[OSM-talk] Getting postal workers to do the leg (wheel) work

Andrew Findlay andrew at findlay.org
Fri Oct 13 11:22:57 BST 2006


On Fri, Oct 13, 2006 at 12:00:19PM +0200, Joerg Ostertag (OSM Munich/Germany) wrote:

> Lets assume the postman is willing to accept publishing the tracks under 
> CC-SA-BY licence. 
> But:
>  - do we have to ask his employer if he accepts to have all 
>    the routes published his employee are taking.
>  - And one more question about privacy concerns of his clients.
>    Do we have to ask all clients if they want to have published when 
>    and where they received a parcle?

I think the privacy thing could be addressed by a bit of data
processing. Given that it is much easier to hide in a crowd than in
an empty space, something like this:

1)	Merge data from several sources before uploading to the
	database. The more sources the better. They should either be
	uploaded together under one ID, or randomly spread across a
	lot of ordinary-looking IDs known only to the anonymiser.

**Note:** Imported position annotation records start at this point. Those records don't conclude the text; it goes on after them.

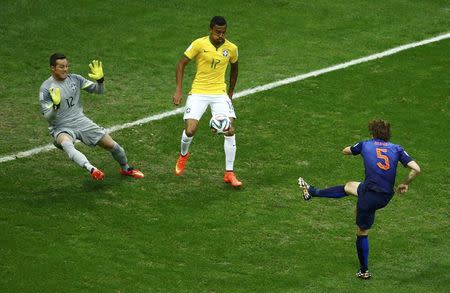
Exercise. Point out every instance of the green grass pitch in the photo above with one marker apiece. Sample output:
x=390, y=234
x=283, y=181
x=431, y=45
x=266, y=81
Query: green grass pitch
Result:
x=62, y=232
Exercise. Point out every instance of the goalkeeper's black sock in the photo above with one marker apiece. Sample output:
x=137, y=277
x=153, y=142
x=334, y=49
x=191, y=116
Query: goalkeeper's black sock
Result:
x=362, y=247
x=332, y=192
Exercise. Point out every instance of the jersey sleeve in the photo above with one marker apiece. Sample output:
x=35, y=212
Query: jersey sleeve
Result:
x=356, y=148
x=234, y=56
x=192, y=50
x=404, y=157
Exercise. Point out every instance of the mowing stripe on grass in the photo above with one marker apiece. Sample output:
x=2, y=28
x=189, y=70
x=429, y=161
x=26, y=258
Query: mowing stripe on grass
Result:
x=246, y=92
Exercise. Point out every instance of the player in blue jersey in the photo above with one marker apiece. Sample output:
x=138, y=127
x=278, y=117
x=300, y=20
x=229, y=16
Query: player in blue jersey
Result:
x=380, y=161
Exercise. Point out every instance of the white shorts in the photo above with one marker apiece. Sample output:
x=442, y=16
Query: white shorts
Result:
x=196, y=106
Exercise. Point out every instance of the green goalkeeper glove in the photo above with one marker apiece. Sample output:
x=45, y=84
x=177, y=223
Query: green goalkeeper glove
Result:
x=55, y=93
x=96, y=70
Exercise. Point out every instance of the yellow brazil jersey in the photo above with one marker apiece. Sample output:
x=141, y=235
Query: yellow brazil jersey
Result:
x=211, y=64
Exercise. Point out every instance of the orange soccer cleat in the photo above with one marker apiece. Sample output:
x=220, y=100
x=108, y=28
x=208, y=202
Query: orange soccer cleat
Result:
x=230, y=178
x=181, y=162
x=132, y=172
x=97, y=174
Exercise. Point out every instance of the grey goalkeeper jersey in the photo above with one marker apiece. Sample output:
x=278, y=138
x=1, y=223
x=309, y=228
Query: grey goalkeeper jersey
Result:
x=71, y=109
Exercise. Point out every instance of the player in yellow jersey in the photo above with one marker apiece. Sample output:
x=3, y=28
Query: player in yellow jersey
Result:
x=212, y=54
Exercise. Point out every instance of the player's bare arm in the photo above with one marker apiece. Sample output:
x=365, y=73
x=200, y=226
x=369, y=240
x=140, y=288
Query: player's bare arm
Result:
x=179, y=80
x=234, y=70
x=413, y=173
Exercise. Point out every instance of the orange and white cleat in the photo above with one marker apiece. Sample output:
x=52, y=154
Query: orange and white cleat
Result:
x=97, y=174
x=181, y=162
x=132, y=172
x=231, y=179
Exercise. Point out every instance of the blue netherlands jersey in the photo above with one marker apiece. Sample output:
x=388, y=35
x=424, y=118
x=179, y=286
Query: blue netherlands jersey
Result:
x=380, y=163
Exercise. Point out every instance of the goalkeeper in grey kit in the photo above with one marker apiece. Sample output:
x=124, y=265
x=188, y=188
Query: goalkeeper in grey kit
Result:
x=59, y=98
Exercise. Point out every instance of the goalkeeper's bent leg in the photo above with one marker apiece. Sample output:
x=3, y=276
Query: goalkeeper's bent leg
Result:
x=120, y=156
x=76, y=155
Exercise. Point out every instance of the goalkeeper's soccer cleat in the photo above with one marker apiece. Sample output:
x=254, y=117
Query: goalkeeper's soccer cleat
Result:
x=304, y=188
x=132, y=172
x=97, y=174
x=231, y=179
x=363, y=275
x=181, y=163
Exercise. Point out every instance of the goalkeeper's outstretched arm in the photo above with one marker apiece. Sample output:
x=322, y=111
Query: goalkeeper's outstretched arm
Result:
x=97, y=74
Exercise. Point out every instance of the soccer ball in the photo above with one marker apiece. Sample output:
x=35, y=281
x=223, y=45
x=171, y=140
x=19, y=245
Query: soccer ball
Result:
x=220, y=123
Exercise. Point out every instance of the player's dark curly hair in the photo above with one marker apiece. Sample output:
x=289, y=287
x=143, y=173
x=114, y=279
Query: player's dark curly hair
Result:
x=55, y=57
x=380, y=129
x=217, y=20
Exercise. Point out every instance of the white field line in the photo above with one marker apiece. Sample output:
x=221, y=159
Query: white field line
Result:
x=244, y=93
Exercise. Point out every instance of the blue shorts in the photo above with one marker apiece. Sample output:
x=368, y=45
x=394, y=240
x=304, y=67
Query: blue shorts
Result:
x=368, y=202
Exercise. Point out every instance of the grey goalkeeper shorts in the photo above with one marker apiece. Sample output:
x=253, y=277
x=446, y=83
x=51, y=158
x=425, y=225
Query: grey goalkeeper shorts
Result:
x=83, y=129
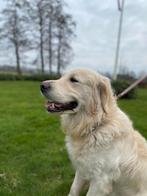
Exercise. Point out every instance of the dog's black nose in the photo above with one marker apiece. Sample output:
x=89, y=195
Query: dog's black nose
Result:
x=44, y=86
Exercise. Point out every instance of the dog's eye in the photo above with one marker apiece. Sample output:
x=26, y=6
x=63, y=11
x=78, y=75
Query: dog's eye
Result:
x=73, y=80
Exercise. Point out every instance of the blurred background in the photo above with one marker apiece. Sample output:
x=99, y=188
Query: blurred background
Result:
x=41, y=39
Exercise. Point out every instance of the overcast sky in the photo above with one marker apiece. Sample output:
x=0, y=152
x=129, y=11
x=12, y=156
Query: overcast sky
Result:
x=97, y=27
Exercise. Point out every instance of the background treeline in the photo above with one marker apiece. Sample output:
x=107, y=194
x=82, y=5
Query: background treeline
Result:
x=40, y=29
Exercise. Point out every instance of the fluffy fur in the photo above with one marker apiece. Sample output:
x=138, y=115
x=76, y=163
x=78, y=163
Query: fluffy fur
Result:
x=109, y=156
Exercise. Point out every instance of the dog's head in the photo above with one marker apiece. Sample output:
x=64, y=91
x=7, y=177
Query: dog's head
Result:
x=79, y=90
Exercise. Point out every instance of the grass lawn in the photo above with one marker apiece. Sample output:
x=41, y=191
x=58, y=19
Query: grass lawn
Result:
x=33, y=158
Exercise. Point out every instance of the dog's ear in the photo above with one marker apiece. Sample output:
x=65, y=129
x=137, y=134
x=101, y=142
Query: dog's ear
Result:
x=105, y=92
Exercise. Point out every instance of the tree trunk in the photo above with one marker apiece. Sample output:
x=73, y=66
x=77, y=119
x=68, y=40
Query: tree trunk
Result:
x=41, y=43
x=59, y=64
x=50, y=47
x=17, y=59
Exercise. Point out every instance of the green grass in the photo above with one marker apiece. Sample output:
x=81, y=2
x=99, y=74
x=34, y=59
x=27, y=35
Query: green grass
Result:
x=33, y=158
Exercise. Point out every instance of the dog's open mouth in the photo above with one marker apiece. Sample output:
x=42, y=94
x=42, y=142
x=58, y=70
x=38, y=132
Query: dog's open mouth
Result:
x=61, y=107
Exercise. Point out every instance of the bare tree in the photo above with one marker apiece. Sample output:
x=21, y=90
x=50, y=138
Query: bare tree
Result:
x=13, y=29
x=65, y=31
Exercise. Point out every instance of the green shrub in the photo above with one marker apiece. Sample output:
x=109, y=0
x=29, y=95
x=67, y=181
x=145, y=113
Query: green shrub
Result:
x=120, y=85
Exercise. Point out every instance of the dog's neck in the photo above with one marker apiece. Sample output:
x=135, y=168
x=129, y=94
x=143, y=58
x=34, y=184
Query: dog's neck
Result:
x=80, y=125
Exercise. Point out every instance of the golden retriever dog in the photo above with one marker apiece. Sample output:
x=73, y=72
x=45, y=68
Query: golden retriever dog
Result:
x=105, y=150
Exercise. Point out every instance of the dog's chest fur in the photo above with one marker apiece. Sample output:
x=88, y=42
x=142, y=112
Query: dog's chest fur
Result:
x=91, y=160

2)	Apply a time offset to each collected track so that it is
	harder to work out when it was made. This should be randomly
	chosen from a range of a year or so, with a bias towards
	daylight hours.
	Also apply some 'fuzz' to the timing of individual points -
	not enough to make them appear out of sequence, but enough to
	make it harder to work out where the vehicle stopped and
	where it exceeded the speed limit :-)

None of this protects against a determined analyst of course, but it
might be enough to make people a little happier.